Grenoble, 6-18 février 1968
Illustration, Vasque et flamme olympiques des Xes Jeux olympiques d’hiver à G...

Grenoble obtient les Jeux dès sa première candidature en 1964, en s’imposant face à Calgary. Elle est la deuxième ville française à accueillir les Jeux olympiques d’hiver après Chamonix en 1924. Les sites de compétition se situent dans le département de l’Isère, à Grenoble pour les épreuves de patinage artistique, de hockey sur glace et de patinage de vitesse, ainsi que dans les stations de sports d’hiver aux alentours pour les autres épreuves : Chamrousse (ski alpin), Autrans (ski nordique), Saint-Nizier-du-Moucherotte (saut à ski), l’Alpe-d’Huez (bobsleigh) et Villard-de-Lans (luge).

L’État soutient fermement cette candidature présentée en 1960 : le président de la République Charles de Gaulle voit dans l’organisation des Jeux un moyen d’accroître le prestige de la France tout en mettant en oeuvre des projets de modernisation des stations de sports d’hiver pour promouvoir le tourisme. Pour la municipalité grenobloise, l’enjeu est d’accélérer les projets d’urbanisme afin de rattraper le retard de la ville. Marquée par une croissance démographique et économique exceptionnelle après la fin de la Seconde Guerre mondiale, Grenoble est alors plus une ville industrielle qu’une ville de montagne.

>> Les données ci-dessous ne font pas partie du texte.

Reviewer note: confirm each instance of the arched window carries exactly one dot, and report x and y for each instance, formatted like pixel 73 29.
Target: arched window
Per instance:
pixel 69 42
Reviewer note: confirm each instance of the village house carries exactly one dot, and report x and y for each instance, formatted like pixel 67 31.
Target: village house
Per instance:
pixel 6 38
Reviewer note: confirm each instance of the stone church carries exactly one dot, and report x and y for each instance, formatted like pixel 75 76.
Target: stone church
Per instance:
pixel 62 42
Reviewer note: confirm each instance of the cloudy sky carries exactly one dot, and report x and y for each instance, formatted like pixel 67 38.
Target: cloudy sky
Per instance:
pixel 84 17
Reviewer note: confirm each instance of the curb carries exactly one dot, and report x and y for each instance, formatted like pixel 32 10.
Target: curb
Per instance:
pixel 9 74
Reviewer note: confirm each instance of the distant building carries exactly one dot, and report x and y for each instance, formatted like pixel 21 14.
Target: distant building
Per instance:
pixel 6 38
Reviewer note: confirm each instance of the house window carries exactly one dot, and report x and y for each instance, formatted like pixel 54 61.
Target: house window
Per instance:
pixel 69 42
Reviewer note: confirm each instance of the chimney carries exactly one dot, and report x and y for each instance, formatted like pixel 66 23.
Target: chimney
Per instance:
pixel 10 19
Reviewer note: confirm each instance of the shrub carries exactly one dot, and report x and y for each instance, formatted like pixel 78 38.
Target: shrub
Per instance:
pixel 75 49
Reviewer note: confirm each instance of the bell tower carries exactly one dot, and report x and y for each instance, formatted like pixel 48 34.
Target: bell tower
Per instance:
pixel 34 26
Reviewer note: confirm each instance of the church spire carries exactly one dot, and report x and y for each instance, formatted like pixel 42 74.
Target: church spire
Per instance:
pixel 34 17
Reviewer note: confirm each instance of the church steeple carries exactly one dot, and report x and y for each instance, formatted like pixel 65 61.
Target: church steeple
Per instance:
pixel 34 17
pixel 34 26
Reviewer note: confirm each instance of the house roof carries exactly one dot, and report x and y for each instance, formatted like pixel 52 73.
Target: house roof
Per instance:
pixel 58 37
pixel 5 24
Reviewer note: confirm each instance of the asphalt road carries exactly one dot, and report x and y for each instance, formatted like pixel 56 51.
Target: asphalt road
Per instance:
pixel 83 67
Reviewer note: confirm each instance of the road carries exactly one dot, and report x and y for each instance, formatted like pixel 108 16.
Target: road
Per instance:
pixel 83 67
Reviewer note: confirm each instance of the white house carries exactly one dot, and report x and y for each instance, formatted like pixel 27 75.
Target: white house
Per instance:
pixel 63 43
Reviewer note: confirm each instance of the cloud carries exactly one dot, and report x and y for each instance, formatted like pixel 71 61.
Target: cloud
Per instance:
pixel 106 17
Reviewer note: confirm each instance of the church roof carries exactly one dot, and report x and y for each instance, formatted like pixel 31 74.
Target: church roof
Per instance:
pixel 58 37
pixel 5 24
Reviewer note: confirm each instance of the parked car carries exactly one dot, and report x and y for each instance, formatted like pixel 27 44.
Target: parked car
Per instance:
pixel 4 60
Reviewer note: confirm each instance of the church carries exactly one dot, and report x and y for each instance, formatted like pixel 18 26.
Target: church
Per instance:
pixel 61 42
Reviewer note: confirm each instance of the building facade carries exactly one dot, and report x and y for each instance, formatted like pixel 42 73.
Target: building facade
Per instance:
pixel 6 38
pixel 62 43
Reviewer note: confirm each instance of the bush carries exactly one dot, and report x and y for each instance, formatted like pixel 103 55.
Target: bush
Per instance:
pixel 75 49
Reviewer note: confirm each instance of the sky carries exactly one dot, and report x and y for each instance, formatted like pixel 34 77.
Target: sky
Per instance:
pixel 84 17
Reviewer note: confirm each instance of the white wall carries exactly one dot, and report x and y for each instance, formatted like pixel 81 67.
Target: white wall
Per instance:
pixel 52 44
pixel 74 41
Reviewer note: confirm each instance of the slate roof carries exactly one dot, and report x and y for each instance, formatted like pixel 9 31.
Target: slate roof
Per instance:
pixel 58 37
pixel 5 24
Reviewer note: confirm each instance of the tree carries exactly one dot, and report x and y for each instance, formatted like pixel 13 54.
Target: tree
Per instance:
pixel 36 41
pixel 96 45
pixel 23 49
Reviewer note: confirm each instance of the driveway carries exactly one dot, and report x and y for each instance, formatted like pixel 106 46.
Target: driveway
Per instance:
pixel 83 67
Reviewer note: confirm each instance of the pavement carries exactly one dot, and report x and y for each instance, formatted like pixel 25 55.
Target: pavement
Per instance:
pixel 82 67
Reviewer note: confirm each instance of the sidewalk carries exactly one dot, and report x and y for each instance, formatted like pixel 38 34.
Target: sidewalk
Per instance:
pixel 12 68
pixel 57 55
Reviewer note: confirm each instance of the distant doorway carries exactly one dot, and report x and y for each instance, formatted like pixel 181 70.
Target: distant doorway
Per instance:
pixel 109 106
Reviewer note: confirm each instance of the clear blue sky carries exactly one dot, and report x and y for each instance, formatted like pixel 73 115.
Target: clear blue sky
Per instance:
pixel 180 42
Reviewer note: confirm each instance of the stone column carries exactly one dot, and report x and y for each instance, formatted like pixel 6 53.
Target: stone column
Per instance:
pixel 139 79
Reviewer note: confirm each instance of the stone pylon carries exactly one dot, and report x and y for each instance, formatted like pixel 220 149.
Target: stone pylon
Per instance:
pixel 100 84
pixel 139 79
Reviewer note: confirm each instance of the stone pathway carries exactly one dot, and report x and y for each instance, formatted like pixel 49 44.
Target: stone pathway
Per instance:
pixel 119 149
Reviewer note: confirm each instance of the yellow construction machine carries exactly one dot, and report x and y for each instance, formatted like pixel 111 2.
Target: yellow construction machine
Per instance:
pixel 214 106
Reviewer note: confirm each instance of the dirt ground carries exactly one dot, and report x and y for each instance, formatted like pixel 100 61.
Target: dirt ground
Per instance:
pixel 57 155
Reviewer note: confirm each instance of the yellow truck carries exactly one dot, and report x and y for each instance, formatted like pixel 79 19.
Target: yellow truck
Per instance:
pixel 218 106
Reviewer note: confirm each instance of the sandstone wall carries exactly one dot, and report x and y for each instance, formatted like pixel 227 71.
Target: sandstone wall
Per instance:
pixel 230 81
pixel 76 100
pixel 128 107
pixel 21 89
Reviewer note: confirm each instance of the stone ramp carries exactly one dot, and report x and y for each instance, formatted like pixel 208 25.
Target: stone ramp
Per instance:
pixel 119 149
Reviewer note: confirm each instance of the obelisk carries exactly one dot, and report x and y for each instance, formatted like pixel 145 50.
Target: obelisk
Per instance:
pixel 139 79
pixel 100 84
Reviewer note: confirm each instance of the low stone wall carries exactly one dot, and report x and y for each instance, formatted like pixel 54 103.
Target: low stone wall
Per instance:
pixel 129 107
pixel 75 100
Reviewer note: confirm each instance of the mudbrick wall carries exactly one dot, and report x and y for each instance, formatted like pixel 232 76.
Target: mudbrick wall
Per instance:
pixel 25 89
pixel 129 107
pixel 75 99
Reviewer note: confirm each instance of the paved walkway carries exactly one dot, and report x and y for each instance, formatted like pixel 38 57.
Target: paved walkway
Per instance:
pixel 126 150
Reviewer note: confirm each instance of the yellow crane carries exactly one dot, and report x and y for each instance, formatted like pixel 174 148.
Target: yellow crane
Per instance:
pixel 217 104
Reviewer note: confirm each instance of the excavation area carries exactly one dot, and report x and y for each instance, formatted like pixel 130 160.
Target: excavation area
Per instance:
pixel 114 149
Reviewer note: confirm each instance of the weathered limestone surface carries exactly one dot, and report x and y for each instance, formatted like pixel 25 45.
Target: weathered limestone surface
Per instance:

Elle possède l’image d’une cité moderne et dynamique, notamment grâce à la croissance rapide de son université et à l’implantation en 1956 du premier Centre d’études nucléaires en dehors de la région parisienne, mais elle apparaît sous-équipée en matière d’infrastructures de transport et d’équipements urbains.

Le soir du 6 février 1968, le général de Gaulle proclame l’ouverture des Xes Jeux olympiques d’hiver, qui rassemblent 1 158 athlètes de 37 pays. L’organisation des épreuves est particulièrement saluée malgré le report de quelques épreuves à cause du brouillard. Les résultats de l’équipe de France, avec neuf médailles dont trois en or pour le seul Jean-Claude Killy, soulèvent l’enthousiasme du public français, venu cependant moins nombreux que prévu (environ 500 000 billets vendus).

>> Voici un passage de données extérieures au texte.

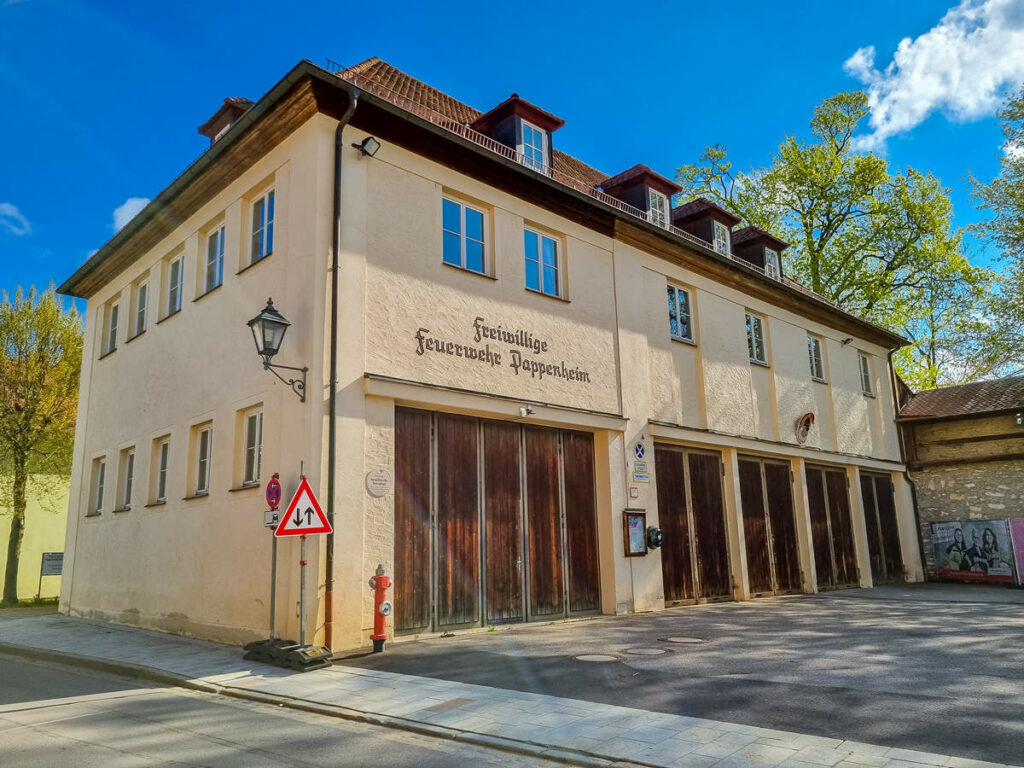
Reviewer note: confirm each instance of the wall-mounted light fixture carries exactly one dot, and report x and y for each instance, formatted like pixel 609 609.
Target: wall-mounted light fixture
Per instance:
pixel 368 146
pixel 268 332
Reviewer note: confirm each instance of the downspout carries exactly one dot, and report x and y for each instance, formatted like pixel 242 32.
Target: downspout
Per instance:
pixel 332 440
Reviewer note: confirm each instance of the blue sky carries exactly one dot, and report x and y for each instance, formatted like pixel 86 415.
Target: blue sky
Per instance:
pixel 101 100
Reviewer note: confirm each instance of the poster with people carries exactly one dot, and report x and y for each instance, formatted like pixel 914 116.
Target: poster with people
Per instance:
pixel 974 551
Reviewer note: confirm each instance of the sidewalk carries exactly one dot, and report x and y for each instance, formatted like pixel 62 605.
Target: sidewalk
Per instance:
pixel 568 730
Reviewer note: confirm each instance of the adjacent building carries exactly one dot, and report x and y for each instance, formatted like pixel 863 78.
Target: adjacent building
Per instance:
pixel 523 365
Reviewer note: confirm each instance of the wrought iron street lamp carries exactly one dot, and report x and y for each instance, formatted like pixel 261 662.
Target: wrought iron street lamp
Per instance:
pixel 268 332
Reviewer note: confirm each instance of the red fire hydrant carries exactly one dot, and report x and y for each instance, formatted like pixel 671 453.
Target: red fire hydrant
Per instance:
pixel 382 607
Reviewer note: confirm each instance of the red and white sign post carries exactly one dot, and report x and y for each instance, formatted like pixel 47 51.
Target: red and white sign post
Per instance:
pixel 304 517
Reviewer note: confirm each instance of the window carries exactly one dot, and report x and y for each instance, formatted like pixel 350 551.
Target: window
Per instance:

Au-delà de cet événement retransmis mondialement par la télévision, en couleurs pour la première fois, la ville et le département surent se saisir de cette opportunité pour obtenir des aménagements qui transformèrent radicalement l’agglomération : équipements sportifs, voirie et accès autoroutiers, gare, aérodrome, quartier du village olympique (labellisé Patrimoine du XXe siècle), hôtel de ville, Maison de la culture… c’est tout l’équipement urbain qui fut renouvelé, voire créé.